Afghans swell refugee tide as they flee war, unemployment
KABUL — As a recent high school graduate from a middle-class Kabul family, Mohammed Fahim Aazar has the means to go to college and pursue a profession in Afghanistan, but instead he’s acquired a $5,600 visa and a plane ticket to Turkey, where he will embark on the migrant trail to Europe.
Bound for far-off Finland, he’s joining the largest wave of global migrants and refugees since World War II, hundreds of thousands of people seeking a better life in Europe.
Their flight is driven by despair in a country that remains mired in war and poverty despite a 14-year U.S.-led intervention and billions of dollars in international aid.

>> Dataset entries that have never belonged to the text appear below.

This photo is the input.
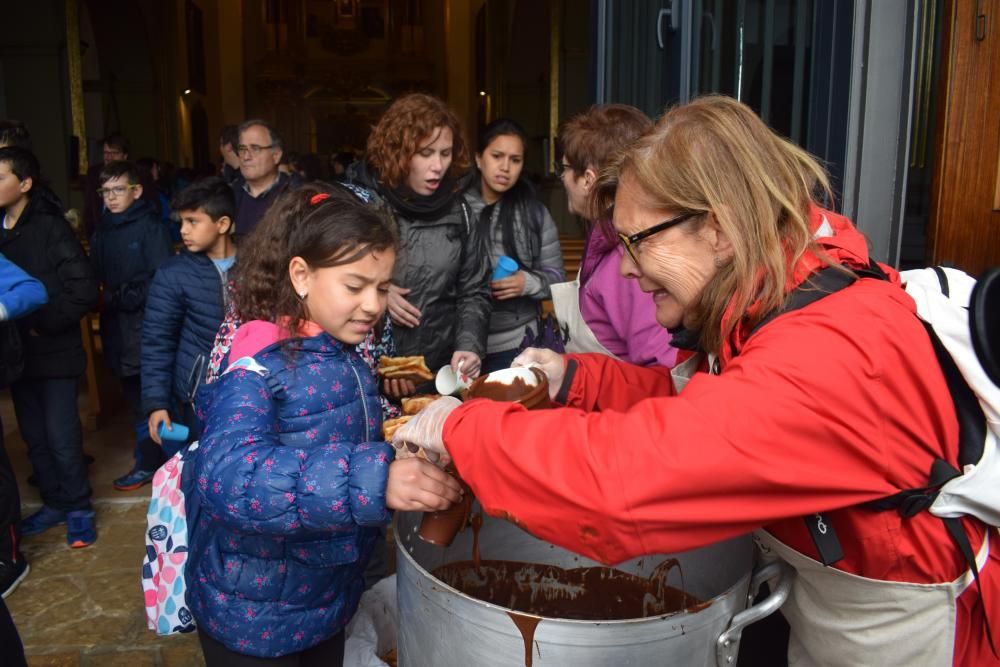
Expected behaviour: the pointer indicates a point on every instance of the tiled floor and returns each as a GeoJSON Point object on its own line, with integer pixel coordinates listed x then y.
{"type": "Point", "coordinates": [83, 607]}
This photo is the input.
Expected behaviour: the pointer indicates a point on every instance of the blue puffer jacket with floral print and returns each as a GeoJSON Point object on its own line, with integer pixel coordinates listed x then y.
{"type": "Point", "coordinates": [291, 475]}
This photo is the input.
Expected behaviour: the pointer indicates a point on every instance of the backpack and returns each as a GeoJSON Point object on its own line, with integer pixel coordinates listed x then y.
{"type": "Point", "coordinates": [170, 520]}
{"type": "Point", "coordinates": [962, 319]}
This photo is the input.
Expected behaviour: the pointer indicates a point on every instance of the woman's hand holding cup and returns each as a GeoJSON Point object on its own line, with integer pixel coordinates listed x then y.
{"type": "Point", "coordinates": [426, 429]}
{"type": "Point", "coordinates": [549, 362]}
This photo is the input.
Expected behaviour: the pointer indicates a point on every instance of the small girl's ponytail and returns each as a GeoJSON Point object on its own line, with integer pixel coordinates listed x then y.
{"type": "Point", "coordinates": [326, 225]}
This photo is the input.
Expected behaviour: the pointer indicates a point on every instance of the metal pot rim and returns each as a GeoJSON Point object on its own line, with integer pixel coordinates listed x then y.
{"type": "Point", "coordinates": [742, 581]}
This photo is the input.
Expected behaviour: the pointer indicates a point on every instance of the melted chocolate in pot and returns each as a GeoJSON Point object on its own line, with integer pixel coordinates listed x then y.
{"type": "Point", "coordinates": [502, 391]}
{"type": "Point", "coordinates": [585, 593]}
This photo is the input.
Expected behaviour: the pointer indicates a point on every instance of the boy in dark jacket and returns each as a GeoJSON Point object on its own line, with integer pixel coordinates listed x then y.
{"type": "Point", "coordinates": [185, 307]}
{"type": "Point", "coordinates": [129, 245]}
{"type": "Point", "coordinates": [20, 294]}
{"type": "Point", "coordinates": [36, 237]}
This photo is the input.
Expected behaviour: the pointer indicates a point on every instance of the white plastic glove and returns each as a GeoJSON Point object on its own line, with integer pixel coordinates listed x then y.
{"type": "Point", "coordinates": [549, 362]}
{"type": "Point", "coordinates": [426, 429]}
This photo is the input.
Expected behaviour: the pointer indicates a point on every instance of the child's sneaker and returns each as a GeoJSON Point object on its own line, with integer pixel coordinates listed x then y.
{"type": "Point", "coordinates": [12, 572]}
{"type": "Point", "coordinates": [42, 520]}
{"type": "Point", "coordinates": [134, 479]}
{"type": "Point", "coordinates": [80, 531]}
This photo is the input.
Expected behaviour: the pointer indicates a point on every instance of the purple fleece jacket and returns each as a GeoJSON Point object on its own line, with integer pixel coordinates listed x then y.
{"type": "Point", "coordinates": [622, 316]}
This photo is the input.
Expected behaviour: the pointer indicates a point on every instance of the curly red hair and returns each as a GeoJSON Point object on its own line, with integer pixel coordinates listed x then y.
{"type": "Point", "coordinates": [406, 125]}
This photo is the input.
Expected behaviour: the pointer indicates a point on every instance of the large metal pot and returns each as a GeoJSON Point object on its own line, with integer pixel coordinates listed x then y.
{"type": "Point", "coordinates": [440, 626]}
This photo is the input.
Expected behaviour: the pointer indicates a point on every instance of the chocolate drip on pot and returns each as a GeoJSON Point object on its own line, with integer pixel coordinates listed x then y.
{"type": "Point", "coordinates": [526, 626]}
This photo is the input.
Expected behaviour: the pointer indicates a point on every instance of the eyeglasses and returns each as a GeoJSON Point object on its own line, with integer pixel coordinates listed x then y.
{"type": "Point", "coordinates": [631, 242]}
{"type": "Point", "coordinates": [252, 149]}
{"type": "Point", "coordinates": [116, 191]}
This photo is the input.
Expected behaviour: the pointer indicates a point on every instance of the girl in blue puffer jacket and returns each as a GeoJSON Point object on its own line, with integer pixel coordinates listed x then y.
{"type": "Point", "coordinates": [293, 476]}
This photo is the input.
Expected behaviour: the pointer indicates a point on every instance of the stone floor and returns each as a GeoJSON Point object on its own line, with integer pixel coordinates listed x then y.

[...] their ranks include middle- and upper-class Afghans with skills needed to rebuild the war-torn country.
In the years after the 2001 invasion that toppled the Taliban, more than 5.8 million Afghans returned home, but the rate of return slowed five years ago, according to the U.N. refugee agency, as the insurgents regrouped and reconstruction stalled.
Over the past two years, as the U.S. and NATO withdrew most of their forces and the Taliban advanced, aid and investment dried up, leaving few opportunities even for educated Afghans.
Unemployment hovers at 24 percent, according to the Ministry of Work and Social Affairs, as once-promising industries like mining have been crippled by the unrest and lack of investment.